A terceira interessada esclareceu que não busca a restituição do bem apreendido nem visa desconstituir a sentença transitada em julgado. Argumentou que o veículo GM Classic LS, ano 2015/2016, registrado sob o seu CPF e emplacado originariamente sob a placa QKB-6176 (conforme Laudo Pericial nº 0243/18, evento 138, LAUDO / 4), foi apreendido em poder do corréu Pedro da Luz Cordeiro no dia 11/01/2018 (evento 138, AUTO_APREEN_FLAG2), havendo erro material na autuação policial que fez constar a placa QKB-6576.
Ressaltou que o bem teve a sua perda definitiva decretada em favor da União na sentença proferida em 15/05/2018, com trânsito em julgado consumado. Noticiou, ainda, que o automóvel foi totalmente consumido por um incêndio no pátio da Polícia Civil de Palmas ocorrido em 28/08/2021, vindo a ser classificado pela Secretaria Nacional de Políticas sobre Drogas (SENAD) como sucata ferrosa não apta a trafegar, com recomendação de destruição e reciclagem siderúrgica.

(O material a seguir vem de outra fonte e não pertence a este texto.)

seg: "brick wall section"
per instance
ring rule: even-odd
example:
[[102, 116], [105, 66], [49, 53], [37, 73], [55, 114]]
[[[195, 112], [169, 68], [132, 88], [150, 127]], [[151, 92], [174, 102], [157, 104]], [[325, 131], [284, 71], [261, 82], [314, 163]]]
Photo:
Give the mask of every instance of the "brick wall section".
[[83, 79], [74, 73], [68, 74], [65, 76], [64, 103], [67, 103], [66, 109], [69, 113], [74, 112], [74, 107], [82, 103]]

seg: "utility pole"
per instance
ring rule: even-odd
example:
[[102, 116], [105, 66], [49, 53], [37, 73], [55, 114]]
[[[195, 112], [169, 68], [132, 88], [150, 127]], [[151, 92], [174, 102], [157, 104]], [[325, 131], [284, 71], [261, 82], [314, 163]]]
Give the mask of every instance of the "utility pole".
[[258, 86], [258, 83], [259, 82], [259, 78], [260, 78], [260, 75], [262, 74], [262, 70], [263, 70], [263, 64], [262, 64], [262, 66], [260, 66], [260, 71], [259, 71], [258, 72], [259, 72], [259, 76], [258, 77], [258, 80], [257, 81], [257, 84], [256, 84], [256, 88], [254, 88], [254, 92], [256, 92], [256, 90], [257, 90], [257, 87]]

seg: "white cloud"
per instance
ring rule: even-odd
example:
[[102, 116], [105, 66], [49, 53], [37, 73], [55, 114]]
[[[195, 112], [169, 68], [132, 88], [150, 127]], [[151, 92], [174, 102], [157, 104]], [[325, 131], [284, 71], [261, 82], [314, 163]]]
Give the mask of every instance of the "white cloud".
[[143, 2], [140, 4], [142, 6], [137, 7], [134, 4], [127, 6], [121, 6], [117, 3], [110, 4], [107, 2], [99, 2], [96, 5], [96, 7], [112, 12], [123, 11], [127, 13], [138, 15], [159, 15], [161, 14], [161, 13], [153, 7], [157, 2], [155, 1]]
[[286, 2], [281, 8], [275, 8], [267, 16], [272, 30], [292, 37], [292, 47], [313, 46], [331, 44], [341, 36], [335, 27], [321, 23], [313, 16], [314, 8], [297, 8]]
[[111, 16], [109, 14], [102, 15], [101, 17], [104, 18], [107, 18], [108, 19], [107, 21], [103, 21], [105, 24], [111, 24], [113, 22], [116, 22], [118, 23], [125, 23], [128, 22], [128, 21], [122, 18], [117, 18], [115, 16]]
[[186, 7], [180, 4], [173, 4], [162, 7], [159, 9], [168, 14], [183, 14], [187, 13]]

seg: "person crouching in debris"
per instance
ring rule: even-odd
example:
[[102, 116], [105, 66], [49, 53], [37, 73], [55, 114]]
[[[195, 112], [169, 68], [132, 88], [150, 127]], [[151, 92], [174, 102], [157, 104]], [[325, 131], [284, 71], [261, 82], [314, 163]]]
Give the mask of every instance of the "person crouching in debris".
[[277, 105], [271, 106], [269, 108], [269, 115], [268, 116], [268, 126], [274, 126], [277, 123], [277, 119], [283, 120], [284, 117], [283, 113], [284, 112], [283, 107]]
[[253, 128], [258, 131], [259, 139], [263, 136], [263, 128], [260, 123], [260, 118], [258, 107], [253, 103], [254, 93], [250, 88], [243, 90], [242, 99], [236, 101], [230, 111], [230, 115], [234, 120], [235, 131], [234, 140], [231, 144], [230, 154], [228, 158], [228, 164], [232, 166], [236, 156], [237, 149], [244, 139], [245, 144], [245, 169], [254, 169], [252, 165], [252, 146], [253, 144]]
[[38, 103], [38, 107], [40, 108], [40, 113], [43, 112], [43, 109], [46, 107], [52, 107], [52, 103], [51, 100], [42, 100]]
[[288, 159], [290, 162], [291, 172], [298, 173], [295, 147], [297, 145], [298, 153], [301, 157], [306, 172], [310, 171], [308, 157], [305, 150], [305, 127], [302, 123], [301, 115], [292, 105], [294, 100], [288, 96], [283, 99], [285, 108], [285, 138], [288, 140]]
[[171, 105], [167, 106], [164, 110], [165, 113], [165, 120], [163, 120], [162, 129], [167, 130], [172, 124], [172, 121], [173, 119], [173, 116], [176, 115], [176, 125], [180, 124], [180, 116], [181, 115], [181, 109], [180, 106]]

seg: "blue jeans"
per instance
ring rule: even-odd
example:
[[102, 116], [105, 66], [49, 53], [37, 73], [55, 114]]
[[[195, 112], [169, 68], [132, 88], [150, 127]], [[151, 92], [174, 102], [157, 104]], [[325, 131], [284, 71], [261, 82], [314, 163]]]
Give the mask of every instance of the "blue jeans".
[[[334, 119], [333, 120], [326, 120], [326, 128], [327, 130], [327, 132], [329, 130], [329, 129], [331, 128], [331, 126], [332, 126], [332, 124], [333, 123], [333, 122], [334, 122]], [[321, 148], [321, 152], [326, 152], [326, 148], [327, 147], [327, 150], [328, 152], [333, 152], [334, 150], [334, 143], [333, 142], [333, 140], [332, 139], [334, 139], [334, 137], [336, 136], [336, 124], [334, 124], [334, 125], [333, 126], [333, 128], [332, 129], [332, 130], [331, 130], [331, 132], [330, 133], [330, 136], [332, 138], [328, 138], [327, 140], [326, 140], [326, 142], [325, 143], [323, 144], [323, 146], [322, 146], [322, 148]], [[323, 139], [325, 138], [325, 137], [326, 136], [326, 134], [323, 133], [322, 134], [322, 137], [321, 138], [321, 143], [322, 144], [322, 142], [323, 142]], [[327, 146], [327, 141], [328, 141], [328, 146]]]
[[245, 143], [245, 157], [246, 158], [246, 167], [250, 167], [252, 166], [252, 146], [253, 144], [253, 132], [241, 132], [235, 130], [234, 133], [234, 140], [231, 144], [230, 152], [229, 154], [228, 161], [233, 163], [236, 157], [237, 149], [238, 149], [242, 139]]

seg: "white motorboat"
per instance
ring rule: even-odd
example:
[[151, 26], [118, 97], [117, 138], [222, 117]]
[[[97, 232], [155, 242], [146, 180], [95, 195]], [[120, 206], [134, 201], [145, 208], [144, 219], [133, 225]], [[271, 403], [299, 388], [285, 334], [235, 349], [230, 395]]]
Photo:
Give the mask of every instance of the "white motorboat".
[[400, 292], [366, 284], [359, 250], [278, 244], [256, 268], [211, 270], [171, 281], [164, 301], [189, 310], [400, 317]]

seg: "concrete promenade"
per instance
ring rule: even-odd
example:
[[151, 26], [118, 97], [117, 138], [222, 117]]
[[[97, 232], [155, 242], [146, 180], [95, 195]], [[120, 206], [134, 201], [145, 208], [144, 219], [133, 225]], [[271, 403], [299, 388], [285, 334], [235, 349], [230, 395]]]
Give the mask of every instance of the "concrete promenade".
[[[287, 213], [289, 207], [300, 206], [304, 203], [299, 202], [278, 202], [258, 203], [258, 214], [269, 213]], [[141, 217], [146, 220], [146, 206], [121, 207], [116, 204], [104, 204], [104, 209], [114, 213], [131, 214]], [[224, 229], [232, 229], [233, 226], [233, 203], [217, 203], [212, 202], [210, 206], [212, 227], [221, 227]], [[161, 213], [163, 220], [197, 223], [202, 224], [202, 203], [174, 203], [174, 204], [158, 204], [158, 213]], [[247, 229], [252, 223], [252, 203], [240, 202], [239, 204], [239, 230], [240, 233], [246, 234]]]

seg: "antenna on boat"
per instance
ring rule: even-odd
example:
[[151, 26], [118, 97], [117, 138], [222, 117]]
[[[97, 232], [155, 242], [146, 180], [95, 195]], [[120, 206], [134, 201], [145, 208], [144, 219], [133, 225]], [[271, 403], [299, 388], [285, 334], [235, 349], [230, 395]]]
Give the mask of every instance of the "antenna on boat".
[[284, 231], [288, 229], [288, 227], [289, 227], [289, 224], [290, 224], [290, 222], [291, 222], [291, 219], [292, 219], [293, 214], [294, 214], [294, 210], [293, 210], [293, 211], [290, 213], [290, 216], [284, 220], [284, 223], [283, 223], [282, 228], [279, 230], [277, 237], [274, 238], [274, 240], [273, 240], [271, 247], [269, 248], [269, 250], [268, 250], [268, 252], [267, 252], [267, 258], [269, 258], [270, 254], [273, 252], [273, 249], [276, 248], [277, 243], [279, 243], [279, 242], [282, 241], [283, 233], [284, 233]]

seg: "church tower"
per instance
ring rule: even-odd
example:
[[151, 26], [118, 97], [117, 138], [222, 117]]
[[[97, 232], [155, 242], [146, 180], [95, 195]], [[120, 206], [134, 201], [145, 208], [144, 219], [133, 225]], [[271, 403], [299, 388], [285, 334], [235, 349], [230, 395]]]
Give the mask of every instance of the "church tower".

Salientou que, nada obstante a perda total da posse e da propriedade decorrente do confisco judicial e da destruição do bem, o Estado do Tocantins manteve a emissão contínua de lançamentos de IPVA e encargos correlatos, culminando na inscrição em dívida ativa e no envio a protesto perante o Tabelionato de Notas e Protestos de Palmas, no valor de R$ 1.027,90. Por esses motivos, pleiteou expedição de ofícios ao DETRAN/TO, à SEFAZ/TO e ao Tabelionato de Protesto competente para a baixa integral das pendências e o cancelamento do registro (evento 178, PET1).
Instado a se pronunciar, o Ministério Público do Estado do Tocantins ofertou parecer favorável no evento 186, MANIFESTACAO1, manifestando-se expressamente pelo acolhimento dos pedidos formulados pela terceira interessada nos evento 163, PET1 e evento 178, PET1, reconhecendo a necessidade da regularização cadastral e do cancelamento das cobranças fiscais indevidas.
Vieram os autos conclusos.
2. FUNDAMENTAÇÃO
A pretensão formulada pela terceira interessada comporta acolhimento, alinhando-se à manifestação conclusiva do Ministério Público.
Cumpre assentar que a intervenção de Maria do Carmo Bento da Luz foi deferida nestes autos como terceira juridicamente interessada (evento 130, DECDESPA1). A postulante não pretende a restituição material do veículo confiscado nem se insurge contra o édito penal condenatório, inexistindo tentativa de vulnerar a autoridade da coisa julgada. O pleito restringe-se aos efeitos administrativos, cadastrais e tributários decorrentes do desapossamento estatal originário, da sentença de perdimento e da superveniente destruição do veículo sob custódia pública.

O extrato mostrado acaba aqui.